Like Stevie Wonder! If you keyboard enough, you don’t have to see what your fingers are doing.

That’s a good point! Going back to faculty at Overlake who were particularly influential, I have to name Bill Johns, Sarah Gallagher for her rigor on the writing side, and on the science side, Lisa Orenstein. My homeroom advisor Christine Miller was also great, and I have lots of fond memories of learning Japanese from Motoko Hayashi.

Looking ahead, what is your hope for your work? What would you like to accomplish that is not yet done?

I would like to see Parkinson’s eliminated for a start. One of the depressing things about working on the devices side is that it is never going to be a cure. It modulates symptoms. I try to keep  that in mind. Ideally, we would not have a need for the devices I develop. Parkinson’s is caused by the brain not being able to regulate its dopamine system, which is why the first step in treating it is prescribing L-dopa, which the body can make into dopamine, but it’s also not a cure. Our current understanding is limited, and we don’t really know the cause. As long as we don’t know the cause, we won’t be able to develop a cure. That’s why NSF and other organizations are pouring funds into this research.
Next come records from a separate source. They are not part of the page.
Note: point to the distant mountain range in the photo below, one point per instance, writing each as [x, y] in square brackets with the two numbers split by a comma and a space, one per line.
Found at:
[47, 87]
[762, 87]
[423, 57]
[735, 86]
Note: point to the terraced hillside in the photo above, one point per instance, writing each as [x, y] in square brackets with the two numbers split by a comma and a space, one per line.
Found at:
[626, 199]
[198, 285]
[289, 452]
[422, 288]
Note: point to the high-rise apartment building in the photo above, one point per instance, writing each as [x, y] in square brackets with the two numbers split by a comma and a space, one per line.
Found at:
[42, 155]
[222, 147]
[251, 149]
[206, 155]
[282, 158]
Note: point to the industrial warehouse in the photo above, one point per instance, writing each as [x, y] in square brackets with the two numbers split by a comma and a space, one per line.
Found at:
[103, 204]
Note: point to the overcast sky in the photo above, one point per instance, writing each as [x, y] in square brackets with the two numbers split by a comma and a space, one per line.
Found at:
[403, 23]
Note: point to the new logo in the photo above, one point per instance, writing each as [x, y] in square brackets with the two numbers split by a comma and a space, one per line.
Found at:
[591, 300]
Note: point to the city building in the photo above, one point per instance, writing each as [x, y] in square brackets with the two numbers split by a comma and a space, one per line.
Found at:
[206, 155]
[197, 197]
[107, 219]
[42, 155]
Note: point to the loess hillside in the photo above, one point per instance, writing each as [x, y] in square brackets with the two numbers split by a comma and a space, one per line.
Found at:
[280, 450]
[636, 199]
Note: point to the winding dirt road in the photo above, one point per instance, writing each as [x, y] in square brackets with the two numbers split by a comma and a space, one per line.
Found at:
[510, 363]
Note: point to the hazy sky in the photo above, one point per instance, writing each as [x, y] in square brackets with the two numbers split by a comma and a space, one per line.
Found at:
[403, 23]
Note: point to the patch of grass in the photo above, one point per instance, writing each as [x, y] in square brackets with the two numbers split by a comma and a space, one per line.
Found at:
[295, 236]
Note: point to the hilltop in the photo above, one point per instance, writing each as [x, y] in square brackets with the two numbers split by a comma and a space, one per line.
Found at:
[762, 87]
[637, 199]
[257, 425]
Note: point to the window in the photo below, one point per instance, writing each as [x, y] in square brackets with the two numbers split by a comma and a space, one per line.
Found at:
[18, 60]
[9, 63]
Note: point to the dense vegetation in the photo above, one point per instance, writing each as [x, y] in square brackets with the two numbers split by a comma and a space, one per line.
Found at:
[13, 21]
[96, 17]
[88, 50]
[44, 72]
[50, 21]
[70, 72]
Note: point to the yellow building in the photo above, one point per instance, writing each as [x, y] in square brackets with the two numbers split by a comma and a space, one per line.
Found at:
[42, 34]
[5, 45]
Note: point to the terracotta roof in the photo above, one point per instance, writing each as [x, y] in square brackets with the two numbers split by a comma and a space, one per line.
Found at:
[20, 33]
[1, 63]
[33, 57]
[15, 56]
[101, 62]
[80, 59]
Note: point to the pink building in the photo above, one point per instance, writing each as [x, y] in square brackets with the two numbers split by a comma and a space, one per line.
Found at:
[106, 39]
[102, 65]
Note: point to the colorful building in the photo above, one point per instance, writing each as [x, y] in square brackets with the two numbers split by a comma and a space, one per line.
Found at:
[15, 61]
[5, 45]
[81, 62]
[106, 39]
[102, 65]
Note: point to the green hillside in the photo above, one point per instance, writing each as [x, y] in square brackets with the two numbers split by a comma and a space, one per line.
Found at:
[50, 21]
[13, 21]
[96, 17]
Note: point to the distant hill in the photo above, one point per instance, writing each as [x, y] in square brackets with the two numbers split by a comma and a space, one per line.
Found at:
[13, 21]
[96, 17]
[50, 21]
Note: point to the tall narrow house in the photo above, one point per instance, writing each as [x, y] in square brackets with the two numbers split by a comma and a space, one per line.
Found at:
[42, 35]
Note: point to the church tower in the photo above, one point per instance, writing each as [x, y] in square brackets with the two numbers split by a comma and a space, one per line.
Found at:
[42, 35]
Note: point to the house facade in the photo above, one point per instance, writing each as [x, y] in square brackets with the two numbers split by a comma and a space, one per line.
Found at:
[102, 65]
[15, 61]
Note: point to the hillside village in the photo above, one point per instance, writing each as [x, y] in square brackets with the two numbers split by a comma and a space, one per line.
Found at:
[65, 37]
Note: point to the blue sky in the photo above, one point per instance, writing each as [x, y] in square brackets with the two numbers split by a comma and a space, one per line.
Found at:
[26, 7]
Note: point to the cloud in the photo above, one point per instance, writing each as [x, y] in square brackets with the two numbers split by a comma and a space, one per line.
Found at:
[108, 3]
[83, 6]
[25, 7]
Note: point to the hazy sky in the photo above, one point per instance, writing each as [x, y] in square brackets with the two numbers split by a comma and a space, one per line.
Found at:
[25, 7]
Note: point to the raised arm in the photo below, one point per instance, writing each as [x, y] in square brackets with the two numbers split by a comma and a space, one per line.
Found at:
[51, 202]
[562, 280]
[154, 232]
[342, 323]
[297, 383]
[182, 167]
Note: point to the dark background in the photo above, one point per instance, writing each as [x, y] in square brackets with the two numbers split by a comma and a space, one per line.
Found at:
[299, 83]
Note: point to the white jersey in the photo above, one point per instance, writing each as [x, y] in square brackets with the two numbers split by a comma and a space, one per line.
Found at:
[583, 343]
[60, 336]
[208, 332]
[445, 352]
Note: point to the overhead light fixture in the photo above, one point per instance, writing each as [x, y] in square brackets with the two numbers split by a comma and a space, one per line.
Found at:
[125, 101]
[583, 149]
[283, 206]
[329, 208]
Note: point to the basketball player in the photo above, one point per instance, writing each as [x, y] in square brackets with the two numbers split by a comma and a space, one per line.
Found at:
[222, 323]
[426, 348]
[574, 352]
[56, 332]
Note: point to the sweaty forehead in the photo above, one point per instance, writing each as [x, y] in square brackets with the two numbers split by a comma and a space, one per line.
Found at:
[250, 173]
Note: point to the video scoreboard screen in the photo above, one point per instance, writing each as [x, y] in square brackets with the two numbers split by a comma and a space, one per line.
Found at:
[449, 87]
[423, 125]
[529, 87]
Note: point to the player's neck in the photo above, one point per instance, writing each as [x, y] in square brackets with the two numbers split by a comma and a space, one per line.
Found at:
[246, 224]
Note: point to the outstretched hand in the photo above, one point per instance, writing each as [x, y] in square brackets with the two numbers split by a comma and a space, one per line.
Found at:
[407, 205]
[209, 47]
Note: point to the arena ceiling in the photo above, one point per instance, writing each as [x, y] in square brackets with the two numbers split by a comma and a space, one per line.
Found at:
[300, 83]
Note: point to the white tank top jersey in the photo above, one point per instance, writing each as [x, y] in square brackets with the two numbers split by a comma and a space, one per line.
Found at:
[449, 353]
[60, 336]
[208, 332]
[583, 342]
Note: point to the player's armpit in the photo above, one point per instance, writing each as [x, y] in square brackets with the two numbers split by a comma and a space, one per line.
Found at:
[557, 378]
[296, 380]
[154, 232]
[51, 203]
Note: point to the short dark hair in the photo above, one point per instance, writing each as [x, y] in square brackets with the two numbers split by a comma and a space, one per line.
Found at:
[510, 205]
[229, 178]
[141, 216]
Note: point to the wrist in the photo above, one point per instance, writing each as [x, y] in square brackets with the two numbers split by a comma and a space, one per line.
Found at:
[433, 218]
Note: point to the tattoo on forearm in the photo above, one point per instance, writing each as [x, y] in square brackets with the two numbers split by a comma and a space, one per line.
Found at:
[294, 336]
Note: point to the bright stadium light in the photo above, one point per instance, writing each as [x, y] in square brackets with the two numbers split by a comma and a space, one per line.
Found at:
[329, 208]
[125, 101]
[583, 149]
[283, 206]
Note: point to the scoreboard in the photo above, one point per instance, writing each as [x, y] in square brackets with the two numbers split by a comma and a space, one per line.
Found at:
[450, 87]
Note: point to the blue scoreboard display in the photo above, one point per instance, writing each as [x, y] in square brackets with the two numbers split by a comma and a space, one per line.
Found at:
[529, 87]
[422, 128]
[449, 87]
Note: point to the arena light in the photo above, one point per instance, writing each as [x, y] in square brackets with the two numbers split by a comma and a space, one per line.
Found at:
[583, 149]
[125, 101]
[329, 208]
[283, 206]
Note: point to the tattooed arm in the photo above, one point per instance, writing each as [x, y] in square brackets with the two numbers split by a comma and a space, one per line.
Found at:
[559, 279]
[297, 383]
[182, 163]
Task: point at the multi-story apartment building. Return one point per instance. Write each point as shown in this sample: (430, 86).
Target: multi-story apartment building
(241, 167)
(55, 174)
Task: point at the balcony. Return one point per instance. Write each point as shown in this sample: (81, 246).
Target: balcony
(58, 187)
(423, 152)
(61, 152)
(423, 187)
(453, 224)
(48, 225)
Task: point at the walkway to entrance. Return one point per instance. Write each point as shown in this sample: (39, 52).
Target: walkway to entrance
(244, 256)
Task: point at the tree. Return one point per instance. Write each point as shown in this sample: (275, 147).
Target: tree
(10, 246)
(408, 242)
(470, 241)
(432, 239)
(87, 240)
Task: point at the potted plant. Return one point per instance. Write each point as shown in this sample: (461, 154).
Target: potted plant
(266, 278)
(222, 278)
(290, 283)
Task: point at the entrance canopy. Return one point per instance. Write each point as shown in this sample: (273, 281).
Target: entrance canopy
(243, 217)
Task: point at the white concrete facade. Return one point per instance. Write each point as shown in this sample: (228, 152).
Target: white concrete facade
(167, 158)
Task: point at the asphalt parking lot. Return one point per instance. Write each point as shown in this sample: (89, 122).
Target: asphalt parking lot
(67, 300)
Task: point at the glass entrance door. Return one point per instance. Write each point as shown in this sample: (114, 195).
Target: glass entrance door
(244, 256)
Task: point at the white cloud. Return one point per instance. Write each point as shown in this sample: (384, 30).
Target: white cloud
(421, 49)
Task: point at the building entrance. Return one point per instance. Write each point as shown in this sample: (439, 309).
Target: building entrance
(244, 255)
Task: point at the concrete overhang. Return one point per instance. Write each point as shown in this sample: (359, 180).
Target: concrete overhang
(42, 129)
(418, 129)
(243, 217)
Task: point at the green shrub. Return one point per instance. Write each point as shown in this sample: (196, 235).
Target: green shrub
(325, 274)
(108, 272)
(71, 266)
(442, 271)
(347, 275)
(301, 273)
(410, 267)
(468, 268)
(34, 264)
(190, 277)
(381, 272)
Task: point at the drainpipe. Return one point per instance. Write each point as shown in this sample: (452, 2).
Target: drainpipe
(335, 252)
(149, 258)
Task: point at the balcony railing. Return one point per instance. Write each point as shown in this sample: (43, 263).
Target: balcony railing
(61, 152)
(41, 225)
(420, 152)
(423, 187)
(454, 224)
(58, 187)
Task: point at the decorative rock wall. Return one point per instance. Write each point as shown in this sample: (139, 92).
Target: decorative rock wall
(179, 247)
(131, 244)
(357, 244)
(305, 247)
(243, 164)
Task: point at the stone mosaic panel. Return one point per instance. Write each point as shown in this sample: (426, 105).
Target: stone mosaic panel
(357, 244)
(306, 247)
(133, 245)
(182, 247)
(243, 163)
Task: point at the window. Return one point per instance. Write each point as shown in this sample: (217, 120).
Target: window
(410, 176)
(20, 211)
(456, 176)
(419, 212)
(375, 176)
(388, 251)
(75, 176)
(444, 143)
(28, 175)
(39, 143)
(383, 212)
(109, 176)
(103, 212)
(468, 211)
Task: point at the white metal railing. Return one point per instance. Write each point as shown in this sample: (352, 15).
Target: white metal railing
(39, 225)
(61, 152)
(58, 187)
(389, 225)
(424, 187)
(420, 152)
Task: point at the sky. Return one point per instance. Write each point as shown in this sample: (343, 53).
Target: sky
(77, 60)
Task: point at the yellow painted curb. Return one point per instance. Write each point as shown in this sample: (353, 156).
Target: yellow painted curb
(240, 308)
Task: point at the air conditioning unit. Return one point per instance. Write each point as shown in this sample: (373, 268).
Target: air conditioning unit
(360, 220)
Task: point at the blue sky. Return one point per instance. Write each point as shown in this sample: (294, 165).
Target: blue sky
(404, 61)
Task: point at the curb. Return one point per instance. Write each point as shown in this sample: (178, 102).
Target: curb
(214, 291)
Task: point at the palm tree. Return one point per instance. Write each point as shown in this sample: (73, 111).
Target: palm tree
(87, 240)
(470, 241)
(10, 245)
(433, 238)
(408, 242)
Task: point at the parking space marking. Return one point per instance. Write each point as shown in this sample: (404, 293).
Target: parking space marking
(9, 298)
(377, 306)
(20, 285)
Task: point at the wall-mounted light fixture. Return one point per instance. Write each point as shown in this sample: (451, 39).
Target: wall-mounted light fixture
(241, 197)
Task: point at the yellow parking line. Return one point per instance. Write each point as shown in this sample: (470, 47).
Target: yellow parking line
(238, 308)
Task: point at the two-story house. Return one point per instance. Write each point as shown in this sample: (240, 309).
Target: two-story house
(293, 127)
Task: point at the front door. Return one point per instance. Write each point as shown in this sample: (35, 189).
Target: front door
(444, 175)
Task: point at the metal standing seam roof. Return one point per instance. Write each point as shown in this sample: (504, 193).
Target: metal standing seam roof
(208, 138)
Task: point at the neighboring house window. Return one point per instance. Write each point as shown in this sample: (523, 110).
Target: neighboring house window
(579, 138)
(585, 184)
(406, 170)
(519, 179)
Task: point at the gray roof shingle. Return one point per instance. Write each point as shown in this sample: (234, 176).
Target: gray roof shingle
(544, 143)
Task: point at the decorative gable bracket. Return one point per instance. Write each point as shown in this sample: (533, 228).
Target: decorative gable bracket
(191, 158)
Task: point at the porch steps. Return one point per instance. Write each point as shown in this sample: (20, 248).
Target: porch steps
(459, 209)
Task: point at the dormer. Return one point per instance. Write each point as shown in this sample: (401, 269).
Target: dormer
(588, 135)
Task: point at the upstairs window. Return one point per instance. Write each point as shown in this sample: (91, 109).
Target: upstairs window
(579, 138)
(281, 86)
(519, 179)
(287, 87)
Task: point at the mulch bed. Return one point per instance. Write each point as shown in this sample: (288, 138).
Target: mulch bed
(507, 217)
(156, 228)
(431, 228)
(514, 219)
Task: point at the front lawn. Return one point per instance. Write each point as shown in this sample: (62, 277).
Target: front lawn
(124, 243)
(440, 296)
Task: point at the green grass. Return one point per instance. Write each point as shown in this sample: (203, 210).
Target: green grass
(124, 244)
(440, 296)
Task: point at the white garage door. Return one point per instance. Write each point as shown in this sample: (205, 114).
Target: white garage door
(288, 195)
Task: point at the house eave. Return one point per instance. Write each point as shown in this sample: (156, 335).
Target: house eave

In the meantime, my work helps patients better manage their symptoms. Long term, my hope is that through our work we can understand the brain better such that we can improve the treatment and the lives of people suffering from neurological disease or injury. The UW is broadly focused on this area, including helping people recover from spinal cord injury, brain injury, and a new stroke project.

The more we dig into these things, the more we learn.

Indeed, and something I find interesting is the non-technical side to the neural technology space as well. I’m also collaborating with philosophy students and faculty here to understand the ethics involved. There are interesting questions around conditions like autism and Aspergers. Are you enforcing a norm on them when they are just thinking different? What’s the ethics of changing the way someone thinks just because they think differently? The UW is really strong in the ethics component, which makes me happy. These themes are things we have been writing about as a culture, and now our technology makes these questions more urgent.